Aussi, pour pallier ces écueils, la DGT a annoncé la refonte, initialement prévue pour le 1er octobre 2019, de l’arrêté du 7 mars 2003 portant fixation de certaines modalités d’application du décret n° 2003-196 réglementant les relations financières avec l’étranger. L’objectif affiché est notamment de «clarifier les obligations pesant sur les parties prenantes» et, par ailleurs, «d’accélérer la mise en œuvre de la procédure».

Autre aspect temporel à appréhender, l’entrée en vigueur en octobre 2020 du règlement européen (UE) 2019/452 du 19 mars 2019 établissant un cadre pour le filtrage des IDE dans l’Union. Afin de se conformer à l’obligation faite aux Etats membres de notifier à la Commission toutes les procédures individuelles de contrôle, la procédure française devra sans doute être adaptée. Ce texte instaure un mécanisme de coopération entre les Etats membres et la Commission européenne pour les investissements en provenance de pays tiers à l’Union et organise à cet effet une procédure d’avis, motivé à l’initiative des Etats membres ou de la Commission, encadrée dans un délai de 35 jours.

Après l’opération, quels aménagements ?

Le Ministre peut suspendre l’autorisation à un certain nombre de conditions faisant l’objet d’engagements par l’investisseur. A ce jour, il n’existe aucune procédure commune aux demandes de révision des engagements. La loi PACTE (plan d’action relatif à la croissance et à la transformation des entreprises) a introduit la possibilité d’une révision des engagements à l’article L.151-3, II du CMF qui doit cependant être précisée dans un décret à paraître. Les acteurs des opérations de fusion-acquisition espèrent voir résulter des évolutions imminentes en la matière une meilleure prévisibilité s’agissant du calendrier du processus de contrôle des IDE.

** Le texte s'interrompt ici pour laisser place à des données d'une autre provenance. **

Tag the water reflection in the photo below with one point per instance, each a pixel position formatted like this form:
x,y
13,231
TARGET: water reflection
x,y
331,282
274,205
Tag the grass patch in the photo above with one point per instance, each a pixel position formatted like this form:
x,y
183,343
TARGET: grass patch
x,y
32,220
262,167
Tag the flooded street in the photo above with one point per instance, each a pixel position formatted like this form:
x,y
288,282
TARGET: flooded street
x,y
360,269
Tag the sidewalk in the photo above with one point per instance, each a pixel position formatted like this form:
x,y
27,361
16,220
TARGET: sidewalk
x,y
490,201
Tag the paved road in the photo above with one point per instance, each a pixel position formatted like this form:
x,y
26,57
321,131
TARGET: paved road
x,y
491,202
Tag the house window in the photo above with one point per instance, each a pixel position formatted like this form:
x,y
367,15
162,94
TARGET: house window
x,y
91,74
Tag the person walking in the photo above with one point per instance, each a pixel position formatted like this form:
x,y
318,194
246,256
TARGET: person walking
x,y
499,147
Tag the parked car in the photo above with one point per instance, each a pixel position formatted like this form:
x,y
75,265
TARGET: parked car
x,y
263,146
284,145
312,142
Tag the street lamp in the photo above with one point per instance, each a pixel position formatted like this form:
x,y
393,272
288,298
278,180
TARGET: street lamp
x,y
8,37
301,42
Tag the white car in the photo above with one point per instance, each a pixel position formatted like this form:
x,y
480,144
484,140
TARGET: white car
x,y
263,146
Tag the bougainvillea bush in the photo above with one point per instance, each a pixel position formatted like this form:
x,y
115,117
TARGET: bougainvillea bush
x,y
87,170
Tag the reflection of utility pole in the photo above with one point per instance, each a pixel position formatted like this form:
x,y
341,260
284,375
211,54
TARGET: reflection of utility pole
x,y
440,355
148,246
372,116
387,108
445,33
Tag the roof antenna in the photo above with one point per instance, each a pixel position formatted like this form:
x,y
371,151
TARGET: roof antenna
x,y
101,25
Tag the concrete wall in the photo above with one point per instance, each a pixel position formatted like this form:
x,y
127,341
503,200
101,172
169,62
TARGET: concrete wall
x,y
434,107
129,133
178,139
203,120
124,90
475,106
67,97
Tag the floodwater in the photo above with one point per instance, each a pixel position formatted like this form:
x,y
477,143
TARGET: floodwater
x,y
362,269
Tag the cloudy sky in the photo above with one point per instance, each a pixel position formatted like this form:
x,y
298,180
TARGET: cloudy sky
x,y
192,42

1. Il existe, dans le droit français, d’autres seuils plus spécifiques pour les entreprises actives dans le commerce de détail ou dans les départements et régions d’outre-mer et collectivités d’outre-mer (DROM-COM).

2. Par exemple, en cas d’offres de reprise portant sur des entreprises en liquidation ou redressement judiciaire.

3. Un seul cas d’intervention à ce jour du Ministre depuis que les opérations sont notifiables à l’ADLC : décision du 19 juillet 2018.


La lettre des fusions-acquisition et du private equity

Opérations de fusion-acquisition et gestion du temps : «Time is of the Essence»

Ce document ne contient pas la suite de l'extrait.